Australian banks, including Commonwealth Bank, remain complacent about risk culture, even though the prudential regulator has been pushing their directors to give the area sharp focus, according to leading academics and other observers of bank compliance policies.
Research by Elizabeth Sheedy, an associate professor in the applied finance centre at Macquarie University, has found bank leadership is arrogant about risk culture, which refers to how staff identify, understand, discuss and act on the risks a bank confronts and takes.
“Senior leaders of large banks are confident about their own risk culture. They think they’ve nailed it. But our previous research identified that the senior leaders had a ‘rosy’ view of their culture and were somewhat out of touch,” Professor Sheedy said.
In new research released last week in association with Finsia, Dr Sheedy found that pay incentives, culture and employee attitudes all contribute to the failure to comply with policies and regulations. Her studies involve participants across the banking sector rather than focusing on CBA specifically.
With the Federal Court set to examine whether the culture at CBA led to lax suspicious matter reporting, Dr Sheedy’s research has found bank staff in Australia have high levels of “avoidance”, which refers to thinking that some breaches of some legal duties – such as anti-money laundering (AML) compliance – will be tolerated or swept under the carpet.
“Any commercial business has obligations to turn in a buck. But at the same time more and more people are complaining about their compliance obligations, of which AML is one of many, and there is a tension,” she says. “Sometimes that means you have to turn away profitable business or ‘waste’ time on compliance when you could be generating profits.”

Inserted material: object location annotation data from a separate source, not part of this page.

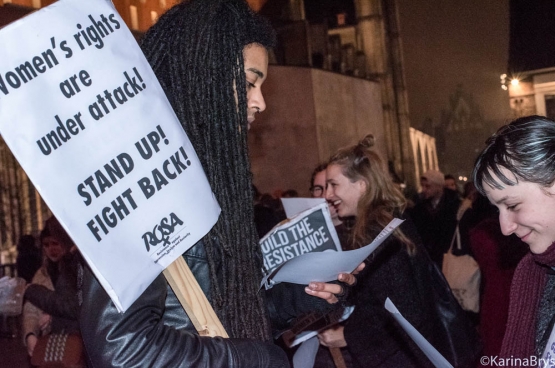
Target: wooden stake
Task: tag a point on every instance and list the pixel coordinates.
(338, 357)
(193, 300)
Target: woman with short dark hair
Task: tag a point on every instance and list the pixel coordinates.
(516, 171)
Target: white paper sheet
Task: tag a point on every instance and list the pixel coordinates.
(435, 357)
(309, 231)
(85, 116)
(325, 266)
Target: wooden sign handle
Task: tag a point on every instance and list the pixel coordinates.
(338, 358)
(193, 300)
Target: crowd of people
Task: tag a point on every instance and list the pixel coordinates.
(51, 297)
(215, 90)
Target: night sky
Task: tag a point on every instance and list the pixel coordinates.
(447, 43)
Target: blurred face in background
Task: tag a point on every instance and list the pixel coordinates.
(318, 190)
(451, 184)
(53, 248)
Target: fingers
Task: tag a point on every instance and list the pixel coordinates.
(324, 291)
(359, 268)
(347, 278)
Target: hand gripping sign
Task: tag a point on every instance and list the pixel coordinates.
(85, 116)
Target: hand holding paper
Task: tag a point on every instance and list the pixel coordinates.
(325, 266)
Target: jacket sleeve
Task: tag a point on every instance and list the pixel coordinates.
(152, 333)
(30, 321)
(371, 333)
(286, 302)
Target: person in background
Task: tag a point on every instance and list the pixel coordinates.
(211, 58)
(29, 258)
(51, 298)
(318, 190)
(265, 217)
(516, 171)
(359, 185)
(435, 216)
(451, 183)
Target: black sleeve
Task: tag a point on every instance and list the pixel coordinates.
(287, 301)
(141, 336)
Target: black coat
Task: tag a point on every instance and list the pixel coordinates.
(436, 226)
(373, 337)
(156, 332)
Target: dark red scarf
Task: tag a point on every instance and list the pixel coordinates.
(527, 287)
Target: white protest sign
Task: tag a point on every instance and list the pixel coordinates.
(325, 266)
(309, 231)
(85, 116)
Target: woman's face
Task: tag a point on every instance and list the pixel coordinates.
(343, 193)
(52, 248)
(256, 70)
(527, 210)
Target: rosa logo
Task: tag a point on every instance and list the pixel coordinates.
(162, 231)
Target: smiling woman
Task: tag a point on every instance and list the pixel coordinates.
(516, 171)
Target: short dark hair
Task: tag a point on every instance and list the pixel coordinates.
(525, 147)
(196, 52)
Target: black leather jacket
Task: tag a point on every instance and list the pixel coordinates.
(156, 332)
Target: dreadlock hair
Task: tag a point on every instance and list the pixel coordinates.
(382, 200)
(196, 51)
(525, 147)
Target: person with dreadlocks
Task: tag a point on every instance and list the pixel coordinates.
(211, 59)
(516, 171)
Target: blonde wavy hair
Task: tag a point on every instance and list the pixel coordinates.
(382, 200)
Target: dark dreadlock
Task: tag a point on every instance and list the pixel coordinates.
(196, 51)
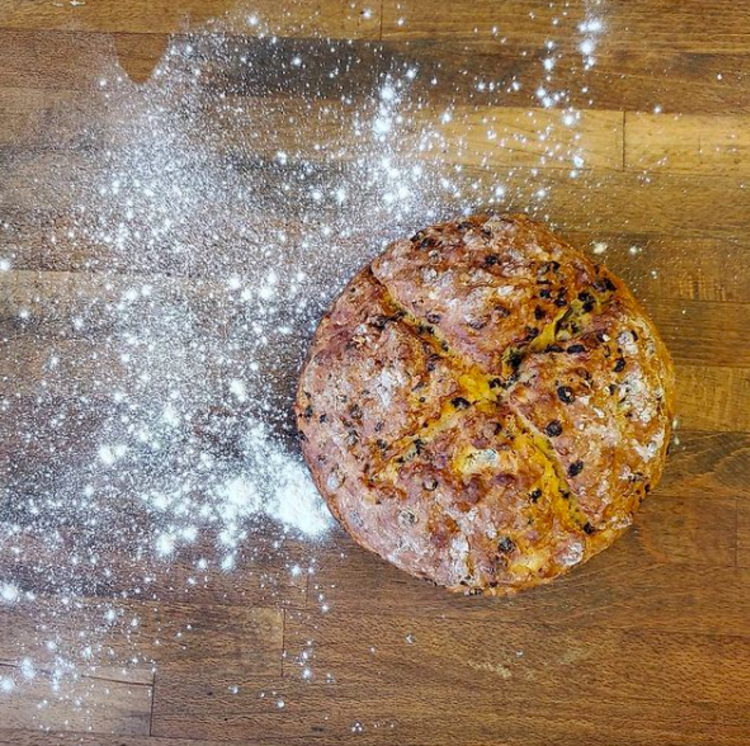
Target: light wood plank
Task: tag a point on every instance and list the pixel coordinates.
(743, 531)
(169, 635)
(583, 665)
(411, 709)
(713, 398)
(707, 466)
(706, 26)
(698, 144)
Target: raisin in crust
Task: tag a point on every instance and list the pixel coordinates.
(485, 407)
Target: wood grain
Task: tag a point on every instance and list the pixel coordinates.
(335, 18)
(699, 144)
(111, 705)
(647, 644)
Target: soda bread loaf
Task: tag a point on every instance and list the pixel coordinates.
(484, 406)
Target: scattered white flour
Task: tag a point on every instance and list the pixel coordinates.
(211, 216)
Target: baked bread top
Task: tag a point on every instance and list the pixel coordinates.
(484, 406)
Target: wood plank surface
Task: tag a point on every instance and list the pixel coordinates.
(624, 125)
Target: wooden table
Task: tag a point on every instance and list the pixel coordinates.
(647, 644)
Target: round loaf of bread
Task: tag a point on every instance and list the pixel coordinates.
(484, 406)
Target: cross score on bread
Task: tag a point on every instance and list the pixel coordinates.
(484, 406)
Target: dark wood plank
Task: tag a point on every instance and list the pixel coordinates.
(18, 737)
(626, 587)
(717, 25)
(98, 705)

Others say it’s remarkable that CBA chairman Catherine Livingstone’s statements last week addressing the AUSTRAC allegations did not make specific mention of risk culture, given it is one of topics the Australian Prudential Regulation Authority has being trying to drill into bank boards after introducing its prudential standard CPS 220 in January 2015.
This requires boards of directors to form a view about their bank’s risk culture and to identify how it could improve. The CBA board is believed to have provided its first CPS 220 assessment of the risk culture at CBA to APRA around a year ago; the assessment has not been made public.
“The statement released by the chair of CBA was comprehensive and informative. It was a mea culpa and commitment to spend the necessary dollars and implement the compliance technology to solve the problems,” said Martin Kelly, founder and managing director of Riskflo, a regtech start-up that makes collaboration software for teams in banks to identify and reduce risk.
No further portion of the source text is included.